Resistance to Change
Mosher said the L&D industry is hesitant to change the classroom model partly because of fear and pride. “We kind of feel like it’s calling our baby ugly,” Mosher said. “We certify millions of trainers … so our industry gets very defensive with any attack on this front or any perception that the classroom is being changed or reduced in its lengths or positioned differently in the learning landscape.”
Mosher said the idea of relearning how to design the classroom experience is also met with resistance. He said the learning model ADDIE is outdated, which much of the industry is struggling to accept.
Masie agreed that the development models ADDIE and AGILE are for a specific kind of classroom — “a person at the front, lots of PowerPoint, teach it so they memorize it.” But he said learners want something more dynamic and interactive that has more room for failure, is less about memory and is linked to content they can look to afterward.
He also agreed there’s a lot of conservatism about changing the classroom model. “The primary reason is that’s not how they were raised to do it,” he said. “If that’s all they do, it’s hard for people to figure out how to do it differently.”

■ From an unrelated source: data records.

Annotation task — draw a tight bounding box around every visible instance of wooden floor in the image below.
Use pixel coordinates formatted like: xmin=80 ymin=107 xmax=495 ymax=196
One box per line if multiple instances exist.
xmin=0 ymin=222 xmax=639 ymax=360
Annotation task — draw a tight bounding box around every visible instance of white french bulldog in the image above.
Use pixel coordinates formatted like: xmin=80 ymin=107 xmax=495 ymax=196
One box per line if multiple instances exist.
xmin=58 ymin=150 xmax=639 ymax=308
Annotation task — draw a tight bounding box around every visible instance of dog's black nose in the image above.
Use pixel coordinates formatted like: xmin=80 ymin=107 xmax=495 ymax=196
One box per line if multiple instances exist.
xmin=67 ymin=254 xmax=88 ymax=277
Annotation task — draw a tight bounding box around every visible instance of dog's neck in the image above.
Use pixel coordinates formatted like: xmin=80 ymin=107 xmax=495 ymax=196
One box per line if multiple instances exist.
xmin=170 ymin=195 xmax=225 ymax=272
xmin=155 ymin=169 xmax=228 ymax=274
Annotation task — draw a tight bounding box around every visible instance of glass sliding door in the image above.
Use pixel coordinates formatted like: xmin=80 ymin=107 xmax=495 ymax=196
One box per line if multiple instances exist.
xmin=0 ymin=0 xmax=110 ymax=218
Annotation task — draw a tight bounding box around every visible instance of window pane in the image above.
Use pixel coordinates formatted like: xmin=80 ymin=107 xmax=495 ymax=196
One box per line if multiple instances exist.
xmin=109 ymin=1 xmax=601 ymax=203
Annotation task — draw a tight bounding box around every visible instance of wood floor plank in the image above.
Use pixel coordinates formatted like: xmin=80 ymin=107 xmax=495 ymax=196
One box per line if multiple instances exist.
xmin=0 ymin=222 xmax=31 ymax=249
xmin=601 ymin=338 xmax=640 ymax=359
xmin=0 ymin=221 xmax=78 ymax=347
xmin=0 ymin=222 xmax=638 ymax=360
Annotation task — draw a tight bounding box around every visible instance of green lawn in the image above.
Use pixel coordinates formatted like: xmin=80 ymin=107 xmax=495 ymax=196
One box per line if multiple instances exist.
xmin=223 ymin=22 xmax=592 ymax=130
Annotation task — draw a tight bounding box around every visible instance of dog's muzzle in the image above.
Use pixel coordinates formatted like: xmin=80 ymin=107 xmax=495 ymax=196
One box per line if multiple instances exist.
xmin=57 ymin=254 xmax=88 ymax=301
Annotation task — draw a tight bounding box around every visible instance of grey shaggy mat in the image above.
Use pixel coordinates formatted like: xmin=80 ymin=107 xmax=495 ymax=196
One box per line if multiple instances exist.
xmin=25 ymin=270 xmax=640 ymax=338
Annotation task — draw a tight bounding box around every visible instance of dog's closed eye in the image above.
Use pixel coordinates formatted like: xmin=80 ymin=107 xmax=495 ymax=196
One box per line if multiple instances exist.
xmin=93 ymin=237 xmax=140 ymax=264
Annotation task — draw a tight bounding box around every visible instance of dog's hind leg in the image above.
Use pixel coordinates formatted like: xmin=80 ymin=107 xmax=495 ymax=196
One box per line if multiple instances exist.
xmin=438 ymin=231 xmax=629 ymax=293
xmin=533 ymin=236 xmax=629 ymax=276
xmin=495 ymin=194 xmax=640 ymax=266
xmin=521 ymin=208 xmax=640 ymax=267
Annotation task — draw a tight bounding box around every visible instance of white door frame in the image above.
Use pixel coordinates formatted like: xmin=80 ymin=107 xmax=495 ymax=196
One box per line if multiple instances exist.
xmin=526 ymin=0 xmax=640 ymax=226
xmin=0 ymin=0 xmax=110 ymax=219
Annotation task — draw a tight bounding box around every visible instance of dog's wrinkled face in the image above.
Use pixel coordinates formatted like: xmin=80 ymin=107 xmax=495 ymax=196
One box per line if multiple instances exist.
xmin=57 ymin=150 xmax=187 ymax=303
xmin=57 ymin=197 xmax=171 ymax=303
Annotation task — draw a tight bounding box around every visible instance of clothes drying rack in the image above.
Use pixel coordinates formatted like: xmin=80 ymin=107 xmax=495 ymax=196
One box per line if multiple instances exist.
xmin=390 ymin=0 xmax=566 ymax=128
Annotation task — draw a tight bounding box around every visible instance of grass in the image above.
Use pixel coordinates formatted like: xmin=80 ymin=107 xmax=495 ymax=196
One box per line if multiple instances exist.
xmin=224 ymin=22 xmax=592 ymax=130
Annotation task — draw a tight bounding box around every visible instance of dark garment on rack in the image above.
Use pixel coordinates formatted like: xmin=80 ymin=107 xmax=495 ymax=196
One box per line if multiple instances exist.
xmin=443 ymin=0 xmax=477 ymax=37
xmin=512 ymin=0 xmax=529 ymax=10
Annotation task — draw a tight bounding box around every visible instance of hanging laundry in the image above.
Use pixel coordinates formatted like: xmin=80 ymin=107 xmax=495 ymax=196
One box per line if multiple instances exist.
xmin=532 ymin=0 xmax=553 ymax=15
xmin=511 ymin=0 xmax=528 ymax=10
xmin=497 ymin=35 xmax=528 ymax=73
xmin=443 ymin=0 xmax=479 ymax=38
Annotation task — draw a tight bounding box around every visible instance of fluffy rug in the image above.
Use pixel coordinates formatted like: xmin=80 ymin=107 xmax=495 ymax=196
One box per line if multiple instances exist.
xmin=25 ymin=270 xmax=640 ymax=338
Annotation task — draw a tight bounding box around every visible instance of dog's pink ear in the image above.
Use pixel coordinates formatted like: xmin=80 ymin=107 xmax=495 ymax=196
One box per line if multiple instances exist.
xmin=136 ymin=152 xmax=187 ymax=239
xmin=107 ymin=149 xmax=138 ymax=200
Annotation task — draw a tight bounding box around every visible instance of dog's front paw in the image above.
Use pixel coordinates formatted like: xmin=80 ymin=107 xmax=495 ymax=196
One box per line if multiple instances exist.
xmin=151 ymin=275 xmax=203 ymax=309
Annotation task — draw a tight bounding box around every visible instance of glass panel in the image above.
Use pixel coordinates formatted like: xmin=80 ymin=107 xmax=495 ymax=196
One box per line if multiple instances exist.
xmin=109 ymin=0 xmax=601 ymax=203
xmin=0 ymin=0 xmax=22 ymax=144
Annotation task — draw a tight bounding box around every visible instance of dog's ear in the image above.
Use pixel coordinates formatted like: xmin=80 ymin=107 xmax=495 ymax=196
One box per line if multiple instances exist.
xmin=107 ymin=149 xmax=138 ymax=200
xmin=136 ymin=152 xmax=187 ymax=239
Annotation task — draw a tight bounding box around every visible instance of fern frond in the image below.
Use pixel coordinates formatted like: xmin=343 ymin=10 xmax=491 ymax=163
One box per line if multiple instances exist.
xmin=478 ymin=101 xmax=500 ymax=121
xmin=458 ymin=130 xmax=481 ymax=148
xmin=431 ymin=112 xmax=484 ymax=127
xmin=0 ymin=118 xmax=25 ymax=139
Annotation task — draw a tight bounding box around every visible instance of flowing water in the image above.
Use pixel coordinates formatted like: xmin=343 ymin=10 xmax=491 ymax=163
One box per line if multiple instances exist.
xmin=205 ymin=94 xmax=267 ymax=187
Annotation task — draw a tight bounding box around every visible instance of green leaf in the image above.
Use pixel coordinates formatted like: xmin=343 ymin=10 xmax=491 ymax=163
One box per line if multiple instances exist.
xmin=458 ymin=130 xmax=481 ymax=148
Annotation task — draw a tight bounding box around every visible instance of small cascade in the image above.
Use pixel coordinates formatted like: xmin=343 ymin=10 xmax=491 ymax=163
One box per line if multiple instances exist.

But Masie said the best way to redesign the classroom is to work with the learners or third parties instead of with traditional classroom instructors. “Learners want content that’s more optimized, more relevant to what they need now,” he said. “Organizations are going to offer three or four styles and they’re going to see that their learners are buying the more interactive, experiential stuff.”
That might not be easy, however, as only 25 percent of respondents to the CLO survey said employees are involved in how learning is delivered to them.
Mosher, on the other hand, leans more on leadership to change the model. If change is going to happen, he thinks it will be because of the vision, determination and courage of L&D leadership to lead that change instead of resisting it, which seems to be the industry norm.
“It’s up to us how fast it will happen,” Mosher said. “It’s happening way faster for those who are seeing this as an opportunity than those who are seeing it as a threat or a change that is going to take too long or be too hard.”